Fig. 1 Persistent infection rate after different surgical treatment of infected shoulder prosthesis.[29]
Revision reported better functional outcomes compared with nonrevision procedures. Moreover, timing of debridement is controversial. Although, early serial washouts (< 2 weeks postoperatively) were reported to eradicate infection and preserve motion,[3] the high risk of persistent infection with debridement should be considered.[30] Debridement in late infections (> 12 months) was shown to be ineffective.[3] Based on these results, debridement with retention of the prosthesis is not recommended in the treatment of infected shoulder arthroplasty. Rispoli et al[31] reported high rates of patient dissatisfaction (89%) when treated with resection artrhroplasty, although they reported no persistent infections with a mean of 8.2-year follow-up. Therefore, it was concluded that pain relief could not be guaranteed with this procedure. Resection arthroplasty is often considered as an end stage procedure when all other options failed.[9]

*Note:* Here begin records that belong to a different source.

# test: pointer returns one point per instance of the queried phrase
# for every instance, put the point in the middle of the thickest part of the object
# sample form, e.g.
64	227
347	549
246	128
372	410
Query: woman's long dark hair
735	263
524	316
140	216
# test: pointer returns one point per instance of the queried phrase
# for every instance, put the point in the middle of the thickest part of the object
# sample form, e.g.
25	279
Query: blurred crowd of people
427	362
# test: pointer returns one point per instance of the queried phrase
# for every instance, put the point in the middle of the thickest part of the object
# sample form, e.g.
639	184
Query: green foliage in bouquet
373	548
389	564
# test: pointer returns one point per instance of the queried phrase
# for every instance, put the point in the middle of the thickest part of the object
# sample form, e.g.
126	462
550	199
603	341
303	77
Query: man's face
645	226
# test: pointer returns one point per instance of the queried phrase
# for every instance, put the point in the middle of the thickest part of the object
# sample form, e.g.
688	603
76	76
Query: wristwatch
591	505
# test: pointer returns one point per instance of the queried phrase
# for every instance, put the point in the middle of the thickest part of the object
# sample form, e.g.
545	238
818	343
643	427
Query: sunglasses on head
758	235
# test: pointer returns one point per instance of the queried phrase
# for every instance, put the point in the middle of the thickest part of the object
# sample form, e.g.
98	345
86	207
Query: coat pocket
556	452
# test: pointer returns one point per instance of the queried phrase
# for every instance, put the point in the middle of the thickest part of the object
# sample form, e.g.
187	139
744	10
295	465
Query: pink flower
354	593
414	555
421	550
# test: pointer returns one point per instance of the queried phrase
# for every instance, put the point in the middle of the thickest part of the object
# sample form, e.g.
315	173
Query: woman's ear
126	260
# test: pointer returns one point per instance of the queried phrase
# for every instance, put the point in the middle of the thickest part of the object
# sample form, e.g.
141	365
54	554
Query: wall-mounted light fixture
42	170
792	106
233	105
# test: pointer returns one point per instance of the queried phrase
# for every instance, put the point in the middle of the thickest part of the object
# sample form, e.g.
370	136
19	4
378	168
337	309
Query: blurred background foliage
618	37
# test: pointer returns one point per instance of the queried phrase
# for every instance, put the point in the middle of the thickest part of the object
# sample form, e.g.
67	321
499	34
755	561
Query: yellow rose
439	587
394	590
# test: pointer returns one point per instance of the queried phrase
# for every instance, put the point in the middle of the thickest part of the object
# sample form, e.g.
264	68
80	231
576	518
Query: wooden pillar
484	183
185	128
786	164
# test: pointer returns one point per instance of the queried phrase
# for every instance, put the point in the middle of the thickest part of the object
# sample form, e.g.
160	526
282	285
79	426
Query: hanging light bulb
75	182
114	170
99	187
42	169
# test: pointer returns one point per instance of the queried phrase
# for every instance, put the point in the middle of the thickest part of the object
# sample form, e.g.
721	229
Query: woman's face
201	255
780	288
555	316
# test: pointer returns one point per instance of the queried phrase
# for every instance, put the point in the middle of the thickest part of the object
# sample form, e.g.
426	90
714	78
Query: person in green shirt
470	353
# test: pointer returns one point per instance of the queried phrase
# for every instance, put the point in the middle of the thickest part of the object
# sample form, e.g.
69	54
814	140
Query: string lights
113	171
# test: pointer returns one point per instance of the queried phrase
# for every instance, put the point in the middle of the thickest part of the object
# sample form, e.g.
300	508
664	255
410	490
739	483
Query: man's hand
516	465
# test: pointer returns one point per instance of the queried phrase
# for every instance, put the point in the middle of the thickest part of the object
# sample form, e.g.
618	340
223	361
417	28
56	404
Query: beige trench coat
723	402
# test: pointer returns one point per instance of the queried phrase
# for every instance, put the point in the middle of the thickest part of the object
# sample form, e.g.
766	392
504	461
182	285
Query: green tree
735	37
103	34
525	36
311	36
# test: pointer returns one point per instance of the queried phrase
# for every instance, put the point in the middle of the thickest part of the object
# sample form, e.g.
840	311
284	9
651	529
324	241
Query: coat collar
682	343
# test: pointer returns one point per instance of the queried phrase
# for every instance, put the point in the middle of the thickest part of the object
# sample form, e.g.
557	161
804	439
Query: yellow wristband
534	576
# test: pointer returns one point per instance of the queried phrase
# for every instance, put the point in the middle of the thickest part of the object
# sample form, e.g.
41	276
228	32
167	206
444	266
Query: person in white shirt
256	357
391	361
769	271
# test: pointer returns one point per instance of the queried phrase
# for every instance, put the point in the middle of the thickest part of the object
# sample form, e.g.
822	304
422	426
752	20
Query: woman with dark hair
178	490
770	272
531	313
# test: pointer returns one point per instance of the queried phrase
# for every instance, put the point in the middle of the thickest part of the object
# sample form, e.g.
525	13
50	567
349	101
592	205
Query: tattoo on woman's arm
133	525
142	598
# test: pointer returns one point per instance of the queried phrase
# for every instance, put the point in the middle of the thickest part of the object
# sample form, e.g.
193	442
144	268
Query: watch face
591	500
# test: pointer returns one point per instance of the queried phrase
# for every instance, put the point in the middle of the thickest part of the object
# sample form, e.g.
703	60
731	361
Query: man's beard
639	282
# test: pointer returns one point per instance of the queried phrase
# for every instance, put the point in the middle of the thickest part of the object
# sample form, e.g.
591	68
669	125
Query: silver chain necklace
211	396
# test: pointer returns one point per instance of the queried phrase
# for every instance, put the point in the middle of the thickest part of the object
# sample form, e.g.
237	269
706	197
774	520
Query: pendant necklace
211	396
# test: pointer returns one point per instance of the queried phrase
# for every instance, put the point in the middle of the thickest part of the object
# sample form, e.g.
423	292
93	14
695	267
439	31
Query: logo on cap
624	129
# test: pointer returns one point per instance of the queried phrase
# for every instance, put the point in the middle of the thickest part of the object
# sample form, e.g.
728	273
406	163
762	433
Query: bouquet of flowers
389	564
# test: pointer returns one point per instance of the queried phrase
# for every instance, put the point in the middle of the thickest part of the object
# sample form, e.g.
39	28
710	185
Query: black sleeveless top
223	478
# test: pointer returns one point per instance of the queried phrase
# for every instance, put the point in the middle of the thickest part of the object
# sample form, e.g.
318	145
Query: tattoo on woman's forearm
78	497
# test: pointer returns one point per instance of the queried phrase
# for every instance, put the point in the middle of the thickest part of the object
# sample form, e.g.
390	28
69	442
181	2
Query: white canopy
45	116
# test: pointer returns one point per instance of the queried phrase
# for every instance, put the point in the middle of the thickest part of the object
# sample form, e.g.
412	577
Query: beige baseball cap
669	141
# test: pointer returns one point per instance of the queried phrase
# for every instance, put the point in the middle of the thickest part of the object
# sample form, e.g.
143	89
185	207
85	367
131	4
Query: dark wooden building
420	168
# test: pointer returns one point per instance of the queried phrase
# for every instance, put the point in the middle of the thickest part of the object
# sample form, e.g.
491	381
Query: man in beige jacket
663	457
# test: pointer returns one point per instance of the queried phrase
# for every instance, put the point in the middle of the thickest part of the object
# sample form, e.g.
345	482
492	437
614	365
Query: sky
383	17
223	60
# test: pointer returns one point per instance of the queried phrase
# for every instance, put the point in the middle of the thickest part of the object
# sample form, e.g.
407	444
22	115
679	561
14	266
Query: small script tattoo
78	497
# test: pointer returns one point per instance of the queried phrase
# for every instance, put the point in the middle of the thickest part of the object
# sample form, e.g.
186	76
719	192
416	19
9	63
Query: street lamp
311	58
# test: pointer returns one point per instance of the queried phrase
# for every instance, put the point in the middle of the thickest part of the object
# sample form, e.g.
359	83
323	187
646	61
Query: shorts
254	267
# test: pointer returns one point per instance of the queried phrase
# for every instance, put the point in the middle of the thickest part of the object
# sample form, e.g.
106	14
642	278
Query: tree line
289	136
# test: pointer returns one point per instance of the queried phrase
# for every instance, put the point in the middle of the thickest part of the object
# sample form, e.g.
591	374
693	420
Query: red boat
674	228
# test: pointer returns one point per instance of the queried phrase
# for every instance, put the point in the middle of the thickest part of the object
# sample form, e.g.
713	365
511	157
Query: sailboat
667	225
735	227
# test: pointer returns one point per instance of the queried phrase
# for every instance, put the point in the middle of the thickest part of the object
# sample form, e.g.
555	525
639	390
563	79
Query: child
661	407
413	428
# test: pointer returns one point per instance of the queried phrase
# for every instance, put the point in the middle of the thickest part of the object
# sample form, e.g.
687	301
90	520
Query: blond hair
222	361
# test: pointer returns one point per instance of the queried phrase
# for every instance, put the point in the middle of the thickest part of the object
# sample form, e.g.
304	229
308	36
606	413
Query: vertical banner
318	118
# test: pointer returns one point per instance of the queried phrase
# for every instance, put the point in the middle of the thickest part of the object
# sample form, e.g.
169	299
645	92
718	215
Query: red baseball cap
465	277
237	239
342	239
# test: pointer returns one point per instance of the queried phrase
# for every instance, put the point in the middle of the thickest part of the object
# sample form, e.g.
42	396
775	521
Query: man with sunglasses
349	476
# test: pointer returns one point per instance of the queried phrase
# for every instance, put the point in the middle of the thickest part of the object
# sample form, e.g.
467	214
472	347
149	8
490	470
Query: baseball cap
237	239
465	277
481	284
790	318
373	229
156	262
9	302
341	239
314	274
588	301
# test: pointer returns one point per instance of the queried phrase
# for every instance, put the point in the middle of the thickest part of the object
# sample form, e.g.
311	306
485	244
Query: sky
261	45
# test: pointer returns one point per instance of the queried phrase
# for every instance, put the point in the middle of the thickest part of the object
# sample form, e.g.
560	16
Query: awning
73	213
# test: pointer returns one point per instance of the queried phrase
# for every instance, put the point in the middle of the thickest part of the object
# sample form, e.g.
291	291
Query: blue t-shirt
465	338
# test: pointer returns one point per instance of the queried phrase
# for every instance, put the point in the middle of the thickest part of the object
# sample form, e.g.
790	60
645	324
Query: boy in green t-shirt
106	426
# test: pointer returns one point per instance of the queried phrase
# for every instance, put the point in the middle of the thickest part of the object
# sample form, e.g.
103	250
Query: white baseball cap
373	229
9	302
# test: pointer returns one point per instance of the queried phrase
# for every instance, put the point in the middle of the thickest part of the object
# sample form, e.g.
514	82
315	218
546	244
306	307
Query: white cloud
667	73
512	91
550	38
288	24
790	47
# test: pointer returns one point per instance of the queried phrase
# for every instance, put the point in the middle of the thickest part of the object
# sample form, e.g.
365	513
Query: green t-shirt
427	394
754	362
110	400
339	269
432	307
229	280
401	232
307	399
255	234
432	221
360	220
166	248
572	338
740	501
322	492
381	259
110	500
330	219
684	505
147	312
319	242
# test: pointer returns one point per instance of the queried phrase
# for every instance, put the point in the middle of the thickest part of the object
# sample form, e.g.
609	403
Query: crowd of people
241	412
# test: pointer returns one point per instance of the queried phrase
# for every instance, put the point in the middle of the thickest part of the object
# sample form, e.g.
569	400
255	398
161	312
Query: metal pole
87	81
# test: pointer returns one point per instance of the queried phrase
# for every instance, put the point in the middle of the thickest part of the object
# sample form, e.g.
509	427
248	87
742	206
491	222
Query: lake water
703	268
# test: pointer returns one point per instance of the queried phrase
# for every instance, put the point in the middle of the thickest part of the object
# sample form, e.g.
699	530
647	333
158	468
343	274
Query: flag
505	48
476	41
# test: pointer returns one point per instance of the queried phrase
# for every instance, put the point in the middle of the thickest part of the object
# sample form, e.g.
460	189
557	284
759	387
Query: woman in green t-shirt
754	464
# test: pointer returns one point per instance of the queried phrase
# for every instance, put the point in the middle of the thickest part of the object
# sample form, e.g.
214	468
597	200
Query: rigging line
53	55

Even though permanent spacers have a poor functional outcome and a low patient satisfaction, this procedure was found to have a high success rate in infections treatment. Permanent spacers are still a viable option as a salvage procedure for unresponsive PSIs and for low-demanding patients or patients not eligible for complex revision surgeries.[29]
Conclusion
PSI is an important complication after shoulder arthroplasty and is often associated to high morbidity. It poses a great burden to the patient and a significant technical challenge to the surgeon. Patients with a painful shoulder or limited range of motion should be carefully investigated to rule out a possible infection. With the increasing awareness of P. acnes, as the organism responsible for periprosthetic infections, shoulder surgeons have become more concerned with patients who present with a painful shoulder following arthroplasty.[9] While some investigators reported good results with one-stage revisions, more reproducible results have been shown with the two-stage revision. As diagnostic criteria and identification of organisms prior to explant improves, one-stage revisions may show more promise in the future.